Pendant ma jeunesse studieuse, le foot n’était guère qu’un divertissement de cour de récréation et de classe de sport, et puis la France n’était décidément pas un pays de football. Et pour les militants de gauche des années 70, la coupe du monde de 1978 en pleine dictature argentine puis les remugles xénophobes anti-allemands de 1982 n’avaient rien arrangé...
Pourtant, durant mes années de lycée, qu’il pleuve ou qu’il vente, nous passions avec mes copains une heure à chaque pause de midi à disputer des parties acharnées sur la grande cour en pente et macadamée du bahut, et quand les profs de gym voulaient nous faire plaisir, ils organisaient des parties de foot : le foot en cours d’EPS, c’était comme les frites à la cantine.

Lors de mes premiers séjours en Italie, j’avais découvert que les intellectuels, même ceux qui n’avaient pas (encore) lu Gramsci à fond, prenaient bien plus qu'en France le foot au sérieux, et tel ami de l’époque (devenu plus tard un très sérieux professeur de droit constitutionnel comparé) avait pratiqué le football en cadet et junior et savait commenter et analyser mieux que beaucoup de journalistes un match de foot se déroulant sous ses yeux.

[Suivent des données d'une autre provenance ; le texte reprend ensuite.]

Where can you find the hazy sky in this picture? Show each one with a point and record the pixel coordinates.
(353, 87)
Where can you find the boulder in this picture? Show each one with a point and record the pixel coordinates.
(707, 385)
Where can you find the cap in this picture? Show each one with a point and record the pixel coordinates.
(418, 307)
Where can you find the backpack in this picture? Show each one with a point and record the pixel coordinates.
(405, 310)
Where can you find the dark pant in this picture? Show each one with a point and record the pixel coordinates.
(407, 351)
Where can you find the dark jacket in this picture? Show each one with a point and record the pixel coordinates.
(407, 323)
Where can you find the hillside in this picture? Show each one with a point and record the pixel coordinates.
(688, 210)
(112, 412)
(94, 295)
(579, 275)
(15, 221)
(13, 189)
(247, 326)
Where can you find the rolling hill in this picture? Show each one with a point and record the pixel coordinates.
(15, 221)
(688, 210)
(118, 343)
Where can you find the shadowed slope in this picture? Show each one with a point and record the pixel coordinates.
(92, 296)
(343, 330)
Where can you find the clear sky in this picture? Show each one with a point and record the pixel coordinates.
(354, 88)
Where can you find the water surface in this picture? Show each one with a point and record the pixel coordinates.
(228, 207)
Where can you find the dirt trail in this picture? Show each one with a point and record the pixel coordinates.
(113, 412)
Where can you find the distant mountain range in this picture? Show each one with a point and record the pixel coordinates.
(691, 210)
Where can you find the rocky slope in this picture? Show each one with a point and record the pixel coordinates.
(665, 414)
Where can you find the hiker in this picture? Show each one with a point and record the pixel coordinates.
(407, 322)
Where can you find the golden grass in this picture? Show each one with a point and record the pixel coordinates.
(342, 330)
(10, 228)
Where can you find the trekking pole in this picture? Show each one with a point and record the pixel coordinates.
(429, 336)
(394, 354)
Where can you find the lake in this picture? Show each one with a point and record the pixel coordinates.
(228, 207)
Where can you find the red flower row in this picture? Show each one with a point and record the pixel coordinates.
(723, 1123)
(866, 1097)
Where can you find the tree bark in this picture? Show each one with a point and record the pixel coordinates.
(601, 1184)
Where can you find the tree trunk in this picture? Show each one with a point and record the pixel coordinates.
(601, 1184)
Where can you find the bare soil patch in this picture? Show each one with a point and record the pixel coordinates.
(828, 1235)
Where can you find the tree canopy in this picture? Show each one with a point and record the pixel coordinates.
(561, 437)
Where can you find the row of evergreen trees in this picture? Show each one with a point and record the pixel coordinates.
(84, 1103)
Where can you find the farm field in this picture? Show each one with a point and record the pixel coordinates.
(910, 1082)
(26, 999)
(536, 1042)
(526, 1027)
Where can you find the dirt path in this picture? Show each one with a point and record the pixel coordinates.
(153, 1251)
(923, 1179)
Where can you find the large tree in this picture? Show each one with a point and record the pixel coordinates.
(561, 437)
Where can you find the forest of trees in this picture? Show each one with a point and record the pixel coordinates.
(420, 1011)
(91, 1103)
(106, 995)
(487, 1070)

Une chose qui échappe à beaucoup d’intellectuels est que les classes populaires ne sont pas dupes des aspects les plus outranciers de la mise en scène du sport-spectacle et des mises en fric du sport-business. Un aspect révélateur de cette distanciation est qu’ils reconstruisent sans cesse des espaces où se rejoue la lutte des classes sous des formes ritualisées mais bien reconnaissables, qui reprennent inlassablement le récit de la lutte des dominés contre les dominants : ce sont ces clubs de Nème division qui chaque année vont déraisonnablement loin en Coupe de France et pour qui le public a les yeux de Chimène ; c’est l’existence dans nombre de pays de ces clubs de prolos rugueux et mal élevés que l’on oppose aux clubs des « gens biens » . L’archétype en est le 'super-clasico' Boca-River en Argentine, et d’ailleurs les joueurs de River Plate sont appelés «los millonarios », mais les polarisations Naples-Juventus en Italie, OM-PSG ou Saint Etienne-Lyon en France, Liverpool-Chelsea en Angleterre racontent tous des histoires similaires.

Les théoriciens de l’aliénation par le sport n’y verront que fausse conscience, mais une vision plus gramscienne y trouvera les graines toujours prêtent à regermer de l’autonomie des dominés.
Une hypothèse intéressante sur les racines anthropologiques de l'intense passion que suscite le football est celle de Gérard Mendel dans La Chasse structurale ; pour lui, la lutte pour la possession du ballon réactualise l’archétype de la nécessaire coordination de nos ancêtres chasseurs-cueilleurs lors d’une chasse au gros gibier (mammouth etc.)
Mais pour mieux apprécier ce qui se joue à l’intérieur et autour du football, aussi bien dans les classes populaires que dans les milieux intellectuels, il convient surtout de quitter l’Europe et de prendre la direction de l’hémisphère sud : Brésil, Argentine, Uruguay, Chili… partout là-bas le football est une passion universelle et les intellectuels de gauche ne jugent pas au-dessus d’eux de s’y intéresser : même un béotien lira avec plaisir El futbol a sol y sombra d’Eduardo Galeano ou les chroniques footballistiques hebdomadaires de Pagina/12.